In this novel, highly integrated investigation, researchers have combined results from rigorously controlled long-term ocean acidification and warming research on how the organism functions, growth, mortality, predatory behaviour and shell structure, with projections provided by ecosystem scale models and future climate scenarios defined by the Intergovernmental Panel on Climate Change (IPCC). This innovative approach enabled the scientists to set of each of those individual findings within the context of environmental complexity expected to be observed over much larger time and spatial scales.
The diversity of data in the study provides a more complete assessment of how climate change impacts may propagate through communities, as opposed to individual species research, because it considers the impacts of stressors on species of interest, but also on the environment and communities around them (e.g. on food resources).
The dog whelk (Nucella lapillus) is listed in the UK Biodiversity Action Plan long list of species of conservation concern and is important in maintaining the coastal ecosystem balance, particularly in relation to mussels, barnacles and intertidal seaweeds.
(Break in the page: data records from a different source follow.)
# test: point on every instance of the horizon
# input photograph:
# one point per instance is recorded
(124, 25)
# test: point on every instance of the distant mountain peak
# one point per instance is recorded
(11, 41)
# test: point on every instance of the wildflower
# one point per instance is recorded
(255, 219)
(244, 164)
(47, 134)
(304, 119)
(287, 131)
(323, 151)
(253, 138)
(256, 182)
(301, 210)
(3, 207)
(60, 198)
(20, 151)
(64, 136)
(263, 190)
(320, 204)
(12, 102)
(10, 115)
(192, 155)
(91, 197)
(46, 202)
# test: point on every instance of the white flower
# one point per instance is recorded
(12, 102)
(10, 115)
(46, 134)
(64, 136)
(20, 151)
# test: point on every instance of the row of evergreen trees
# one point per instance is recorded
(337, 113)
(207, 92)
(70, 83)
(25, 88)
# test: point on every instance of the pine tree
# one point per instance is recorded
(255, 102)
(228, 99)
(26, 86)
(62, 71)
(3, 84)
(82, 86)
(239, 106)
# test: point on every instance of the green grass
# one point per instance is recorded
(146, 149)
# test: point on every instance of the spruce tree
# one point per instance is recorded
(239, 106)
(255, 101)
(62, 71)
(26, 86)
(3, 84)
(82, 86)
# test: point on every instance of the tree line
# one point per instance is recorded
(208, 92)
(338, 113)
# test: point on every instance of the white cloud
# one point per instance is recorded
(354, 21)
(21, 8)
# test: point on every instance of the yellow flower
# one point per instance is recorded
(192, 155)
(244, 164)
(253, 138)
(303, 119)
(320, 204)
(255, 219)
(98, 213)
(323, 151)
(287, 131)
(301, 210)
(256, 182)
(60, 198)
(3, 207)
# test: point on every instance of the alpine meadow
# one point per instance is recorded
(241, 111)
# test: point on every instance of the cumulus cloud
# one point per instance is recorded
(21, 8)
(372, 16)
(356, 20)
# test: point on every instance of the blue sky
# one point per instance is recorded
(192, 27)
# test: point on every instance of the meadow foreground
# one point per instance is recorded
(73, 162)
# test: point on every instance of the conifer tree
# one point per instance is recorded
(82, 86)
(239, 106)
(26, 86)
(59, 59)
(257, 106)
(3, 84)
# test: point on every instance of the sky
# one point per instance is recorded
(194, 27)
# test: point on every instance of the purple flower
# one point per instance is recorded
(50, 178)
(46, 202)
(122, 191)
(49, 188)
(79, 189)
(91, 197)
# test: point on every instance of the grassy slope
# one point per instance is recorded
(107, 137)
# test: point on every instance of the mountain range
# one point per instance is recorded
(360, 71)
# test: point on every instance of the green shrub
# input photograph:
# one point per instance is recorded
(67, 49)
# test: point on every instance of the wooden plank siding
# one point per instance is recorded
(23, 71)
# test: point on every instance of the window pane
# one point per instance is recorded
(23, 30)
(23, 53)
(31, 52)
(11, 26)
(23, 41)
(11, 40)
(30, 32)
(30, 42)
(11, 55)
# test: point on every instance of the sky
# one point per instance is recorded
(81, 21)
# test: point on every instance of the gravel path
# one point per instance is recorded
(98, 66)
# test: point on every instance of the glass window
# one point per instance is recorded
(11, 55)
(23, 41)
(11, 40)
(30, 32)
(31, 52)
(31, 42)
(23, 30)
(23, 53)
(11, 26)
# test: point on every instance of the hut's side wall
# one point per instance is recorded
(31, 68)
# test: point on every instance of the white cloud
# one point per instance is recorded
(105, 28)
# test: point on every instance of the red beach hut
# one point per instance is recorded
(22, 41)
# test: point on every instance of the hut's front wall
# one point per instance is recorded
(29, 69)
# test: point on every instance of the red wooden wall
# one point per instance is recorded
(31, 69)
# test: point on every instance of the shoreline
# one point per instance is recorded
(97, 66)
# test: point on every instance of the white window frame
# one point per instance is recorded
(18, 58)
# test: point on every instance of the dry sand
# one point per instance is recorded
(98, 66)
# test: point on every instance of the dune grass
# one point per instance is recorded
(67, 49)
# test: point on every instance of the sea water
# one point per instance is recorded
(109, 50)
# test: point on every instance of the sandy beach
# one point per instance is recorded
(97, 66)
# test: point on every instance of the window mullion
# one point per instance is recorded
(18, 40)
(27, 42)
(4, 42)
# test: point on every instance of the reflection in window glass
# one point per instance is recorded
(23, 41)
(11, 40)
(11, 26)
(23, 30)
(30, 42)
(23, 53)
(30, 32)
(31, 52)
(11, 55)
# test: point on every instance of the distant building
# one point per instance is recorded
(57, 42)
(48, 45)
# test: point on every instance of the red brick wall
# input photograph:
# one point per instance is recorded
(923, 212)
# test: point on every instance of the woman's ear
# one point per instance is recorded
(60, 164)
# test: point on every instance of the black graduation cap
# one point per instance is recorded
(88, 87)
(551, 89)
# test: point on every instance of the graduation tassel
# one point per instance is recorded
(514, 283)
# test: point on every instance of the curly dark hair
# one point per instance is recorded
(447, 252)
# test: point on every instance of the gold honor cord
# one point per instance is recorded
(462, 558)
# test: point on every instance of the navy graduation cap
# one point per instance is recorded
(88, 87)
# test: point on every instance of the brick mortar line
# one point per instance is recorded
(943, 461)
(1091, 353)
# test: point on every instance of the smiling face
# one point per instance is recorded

As well as scientists from UKOA and PML, this collaborative research project was conducted by the Hellenic Centre for Marine Research (Crete), Plymouth University, University of Southampton, Marine Biological Association, National Oceanography Centre and the University of British Colombia.
Image: Micro-CT reconstructions of Nucella lapillus shells. Top row: control treatments exhibiting normal, reticulated shell ornamentation. Bottom row: individuals from the most extreme acidification treatments exhibiting loss of natural ornamentation pattern, worn apex and shallow whorl definition.